All In On 50/50s: Lotteries, Basically, Without Government Oversight
If an organization wants to run a raffle legally, it must do some research. There are many limitations. Every state has its own rules.
3 min
During their May 1 home game against the Kansas City Royals, the Toronto Blue Jays could never seem to come up with a clutch hit. But “Andrew from Toronto” sure did.
As seen on the advertising graphic below, this Andrew fellow won the 50/50 raffle at that afternoon’s game at the Rogers Centre, to the tune of over $2.6 million (CAD). If that sounds an awful lot like a lottery win … it’s because there isn’t necessarily much difference between entering the 50/50 and playing the lottery.
The Jays Care Foundation has made a big part of its mission promoting the 50/50 raffle, in which 50% of the profits go to support charitable initiatives in the Canadian provinces of Ontario and Nova Scotia. The money collected in these raffles can go well north of the $5 million mark and it’s been marketed by the foundation as one of the biggest raffles in all of Major League Baseball.
So what, if anything, distinguishes a 50/50 raffle from a lottery contest?
50/50 raffles explained
Sandra Grauschopf, who has been working in the contests industry for more than 20 years, has written that in the grand scheme of things, a 50/50 raffle pretty much is a lottery.
Depending on the size and scope, a raffle has a grand prize and maybe some secondary prizes. Like a lottery, the grand prize grows based on the amount of money entered.
The main difference between a 50/50 raffle and a lottery is that a lawfully-run lottery is typically run by the government. In contrast, a 50/50 raffle draw is privately run by a non-profit or charitable organization.
These draws are labeled as “50/50” because the winner takes home 50% of the pot, and the organization running the draw gets the other 50%. In the case of Andrew from Toronto’s big win cited above, if the take-home amount was $2.6 million CAD, that means the total pot was $5.2 million CAD.
The legality question
A 50/50 raffle isn’t legal everywhere. They are not permitted in Alabama, Hawaii, or Utah — three states that also don’t allow lotteries. This could potentially change in Alabama, where legislators have been trying to get a gambling bill together and came close this year to legalizing lottery sales.
In those states where 50/50s are legal, one key element is that, like the lottery, it’s randomly drawn and not a game of partial skill like, say, blackjack.
Nevertheless, if an organization wants to run a raffle legally, it must do some research first. There are several limitations to be aware of. Some states limit how often an organization can run draws or how much it can charge for tickets.

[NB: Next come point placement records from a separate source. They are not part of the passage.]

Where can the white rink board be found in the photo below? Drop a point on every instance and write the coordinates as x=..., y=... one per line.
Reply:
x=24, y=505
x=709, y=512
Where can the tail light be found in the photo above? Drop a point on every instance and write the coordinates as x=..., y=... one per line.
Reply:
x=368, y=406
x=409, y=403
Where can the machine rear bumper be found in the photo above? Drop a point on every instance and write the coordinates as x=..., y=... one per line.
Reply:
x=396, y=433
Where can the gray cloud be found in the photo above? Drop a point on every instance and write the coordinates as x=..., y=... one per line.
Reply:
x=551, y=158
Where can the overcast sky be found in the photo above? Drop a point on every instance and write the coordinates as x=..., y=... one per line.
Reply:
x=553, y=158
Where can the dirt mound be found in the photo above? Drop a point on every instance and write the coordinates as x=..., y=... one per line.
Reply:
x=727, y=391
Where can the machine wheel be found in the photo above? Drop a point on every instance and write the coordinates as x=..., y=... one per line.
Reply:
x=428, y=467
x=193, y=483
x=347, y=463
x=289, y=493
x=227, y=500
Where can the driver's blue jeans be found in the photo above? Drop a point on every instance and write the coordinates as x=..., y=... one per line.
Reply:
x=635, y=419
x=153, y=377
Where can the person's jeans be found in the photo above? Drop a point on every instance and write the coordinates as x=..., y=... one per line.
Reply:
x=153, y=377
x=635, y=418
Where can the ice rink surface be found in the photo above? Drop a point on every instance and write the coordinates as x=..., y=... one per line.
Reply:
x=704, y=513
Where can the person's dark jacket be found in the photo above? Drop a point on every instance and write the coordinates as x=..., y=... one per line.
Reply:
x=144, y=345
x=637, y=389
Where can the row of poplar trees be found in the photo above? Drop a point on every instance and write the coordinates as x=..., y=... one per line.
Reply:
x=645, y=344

Smaller entities like legions, churches, and local sports teams can often just research the local laws and go from there, but organizations that want to run something on the larger side are advised to consult with a gaming lawyer.
Ticket sales
According to CharityAuctionsToday, a website that helps raffle planners and auction organizers understand state laws, certain states are very specific about how raffle tickets can be sold.
Eventgroove Products, a service that helps clients manage undertakings like raffles, prefers to sell tickets both in person and online. But certain states don’t permit that hybrid model and have prohibited online sales. For example, Arkansas, California, Indiana, Kansas, Minnesota, New Mexico, Texas, Washington, and Wisconsin all have laws against online raffle ticket sales.
One of the reasons behind the online sales prohibition is that online sales can lead to raffles reaching massive prize amounts, especially if people from out of state can make those online purchases. When the prize pools get large enough, the 50/50s become gambles that can outshine a state’s lottery offering — which is not what lottery organizers want.
West Virginia is one example of a state that only allows online raffle tickets to be sold to people in-state.
Avoiding tax trouble
Lisa Bennett, the sales director for fundraising platform DoJiggy, explains that in order to keep the IRS happy, the gambling contest must be run by a qualified 501(c) nonprofit organization. “This means,” Bennett writes, “that all funds raised from a raffle must be sent directly to a 501(c) organization and that the organization must agree to take responsibility for the legal compliance of the raffle fundraiser.”
In other words, these organizations can’t just pocket the money off the books. Everything needs to be reported. The money needs to go where it was advertised to go.
For example, if a church is doing a raffle to help fund its 501(c) that gives food to the homeless, that’s where the money has to go — not to a fund to expand the church or pocketed off the books to buy the preacher a new Mercedes-Benz. Get caught pulling something like that, and the IRS will make hell seem like a cool place to be.
In the end, though, if regulatory compliance is adhered to and the money goes where it’s supposed to go, all parties win. Most large 50/50 raffles you’ll come across are legal and support good causes, which helps soften the blow of the reality that, just like with the lottery, the odds of winning are not in the player’s favor.